Diatomite, also known as Diatomaceous earth is a chalk-like, soft, friable, very fine-graded, siliceous sedimentary rock, usually light in colour (white if pure, commonly buff to grey in situ and rarely black). It is very finely porous (porosity 70-75%), very low in density (0.5-0.8 g/cm3) and is chemically inert in most liquids and gases. The typical chemical composition is 86% silica, 5% sodium, 3% magnesium and 2% iron. Our diatomite contains carbon, hence the colour being black, and It is common for our diatomite to contain up to 20% organic carbon, with the occasional report of organic carbon exceeding 40%.
Diatomite forms from an accumulation of amorphous hydrous silica cell walls of dead diatoms in both oceanic and fresh water. Diatoms are a type of single-cell aquatic plants (algae) which contain an internal, elaborate siliceous skeleton consisting of two frustules that vary in size. Diatomite “blooms” occurred several times a year and large blooms produced billions of individual diatoms. The diatoms died and their skeletons settled to the bottom of the water body. The diatoms accumulated over thousands of years, producing a thick layer called diatomite. The thickness of diatomite layers can vary from a few centimetres to hundreds of meters.

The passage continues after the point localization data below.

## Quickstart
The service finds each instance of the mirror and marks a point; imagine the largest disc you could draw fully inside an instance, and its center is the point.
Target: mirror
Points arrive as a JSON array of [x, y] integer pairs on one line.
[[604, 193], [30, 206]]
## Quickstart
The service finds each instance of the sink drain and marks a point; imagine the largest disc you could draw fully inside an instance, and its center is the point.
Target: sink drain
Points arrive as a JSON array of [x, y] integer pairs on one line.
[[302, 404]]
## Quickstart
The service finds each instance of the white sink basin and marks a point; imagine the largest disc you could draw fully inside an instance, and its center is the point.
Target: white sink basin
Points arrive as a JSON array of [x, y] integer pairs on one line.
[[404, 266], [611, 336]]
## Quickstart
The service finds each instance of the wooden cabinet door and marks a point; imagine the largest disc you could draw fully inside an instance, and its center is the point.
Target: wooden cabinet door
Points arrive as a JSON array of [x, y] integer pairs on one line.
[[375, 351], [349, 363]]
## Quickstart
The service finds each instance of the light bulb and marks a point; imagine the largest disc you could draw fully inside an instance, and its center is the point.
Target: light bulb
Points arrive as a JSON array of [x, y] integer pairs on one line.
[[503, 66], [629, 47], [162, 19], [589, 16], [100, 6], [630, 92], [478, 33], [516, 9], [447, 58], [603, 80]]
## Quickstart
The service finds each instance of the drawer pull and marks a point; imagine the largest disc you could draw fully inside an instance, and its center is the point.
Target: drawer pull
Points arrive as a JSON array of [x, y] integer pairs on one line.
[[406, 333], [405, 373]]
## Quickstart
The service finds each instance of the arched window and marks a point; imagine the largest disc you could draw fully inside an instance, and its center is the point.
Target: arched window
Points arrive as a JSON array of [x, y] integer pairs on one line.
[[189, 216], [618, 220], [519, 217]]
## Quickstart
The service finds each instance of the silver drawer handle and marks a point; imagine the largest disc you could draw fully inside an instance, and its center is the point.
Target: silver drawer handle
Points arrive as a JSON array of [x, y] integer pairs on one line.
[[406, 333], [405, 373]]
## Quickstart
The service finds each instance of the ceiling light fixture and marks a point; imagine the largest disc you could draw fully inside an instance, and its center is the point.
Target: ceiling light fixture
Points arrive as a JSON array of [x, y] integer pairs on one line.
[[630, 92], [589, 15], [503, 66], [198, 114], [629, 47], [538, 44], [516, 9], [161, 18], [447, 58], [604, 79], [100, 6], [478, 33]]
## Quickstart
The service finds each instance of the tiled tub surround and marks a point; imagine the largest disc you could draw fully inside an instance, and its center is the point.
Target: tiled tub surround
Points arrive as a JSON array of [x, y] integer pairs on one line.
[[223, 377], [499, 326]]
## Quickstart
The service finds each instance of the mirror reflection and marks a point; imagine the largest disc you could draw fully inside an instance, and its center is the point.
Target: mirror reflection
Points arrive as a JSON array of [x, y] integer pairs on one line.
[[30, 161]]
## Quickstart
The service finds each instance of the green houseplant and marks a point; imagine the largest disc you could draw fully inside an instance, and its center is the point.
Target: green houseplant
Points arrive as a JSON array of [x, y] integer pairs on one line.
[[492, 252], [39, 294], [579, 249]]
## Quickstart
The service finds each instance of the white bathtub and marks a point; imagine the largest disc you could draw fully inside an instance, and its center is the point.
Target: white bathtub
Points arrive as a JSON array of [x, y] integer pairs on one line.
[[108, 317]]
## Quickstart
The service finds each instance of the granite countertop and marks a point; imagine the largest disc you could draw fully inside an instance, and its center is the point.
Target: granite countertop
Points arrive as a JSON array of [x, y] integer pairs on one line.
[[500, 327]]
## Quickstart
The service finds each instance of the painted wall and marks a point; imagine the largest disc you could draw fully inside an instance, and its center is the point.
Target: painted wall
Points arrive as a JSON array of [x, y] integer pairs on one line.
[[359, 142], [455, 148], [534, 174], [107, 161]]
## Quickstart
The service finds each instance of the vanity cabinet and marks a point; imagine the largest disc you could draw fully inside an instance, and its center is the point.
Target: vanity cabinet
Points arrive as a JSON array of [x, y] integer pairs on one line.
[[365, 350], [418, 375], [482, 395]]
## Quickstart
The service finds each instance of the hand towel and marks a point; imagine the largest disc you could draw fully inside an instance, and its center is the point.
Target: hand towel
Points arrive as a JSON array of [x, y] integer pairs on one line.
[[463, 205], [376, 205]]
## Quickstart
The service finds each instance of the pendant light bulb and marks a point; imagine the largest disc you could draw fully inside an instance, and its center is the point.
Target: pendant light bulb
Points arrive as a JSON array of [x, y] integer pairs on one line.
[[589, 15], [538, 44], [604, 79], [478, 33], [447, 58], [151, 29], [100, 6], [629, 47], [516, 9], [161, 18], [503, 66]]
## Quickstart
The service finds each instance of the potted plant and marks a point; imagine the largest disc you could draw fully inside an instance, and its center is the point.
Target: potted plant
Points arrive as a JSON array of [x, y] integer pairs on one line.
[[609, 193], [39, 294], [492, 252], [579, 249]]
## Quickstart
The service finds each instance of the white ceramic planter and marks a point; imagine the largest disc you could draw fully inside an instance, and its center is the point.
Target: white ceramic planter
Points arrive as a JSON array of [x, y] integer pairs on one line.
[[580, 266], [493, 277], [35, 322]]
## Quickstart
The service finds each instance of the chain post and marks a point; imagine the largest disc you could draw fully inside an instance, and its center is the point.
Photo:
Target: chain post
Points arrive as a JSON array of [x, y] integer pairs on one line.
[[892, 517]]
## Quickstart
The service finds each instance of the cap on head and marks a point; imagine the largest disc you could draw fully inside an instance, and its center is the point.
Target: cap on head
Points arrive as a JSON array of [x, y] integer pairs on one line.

Diatomite has been successfully used as a soil ameliorant where it serves to reduce compaction and increase water and air permeation. It also increases plant available water, firms soggy soils, loosens hard to work soils, provides better drainage, aids in nutrient transfer and improves root growth. In other applications such as golf courses, and other landscaped areas it helps absorb and hold water, reducing the amount of water needed.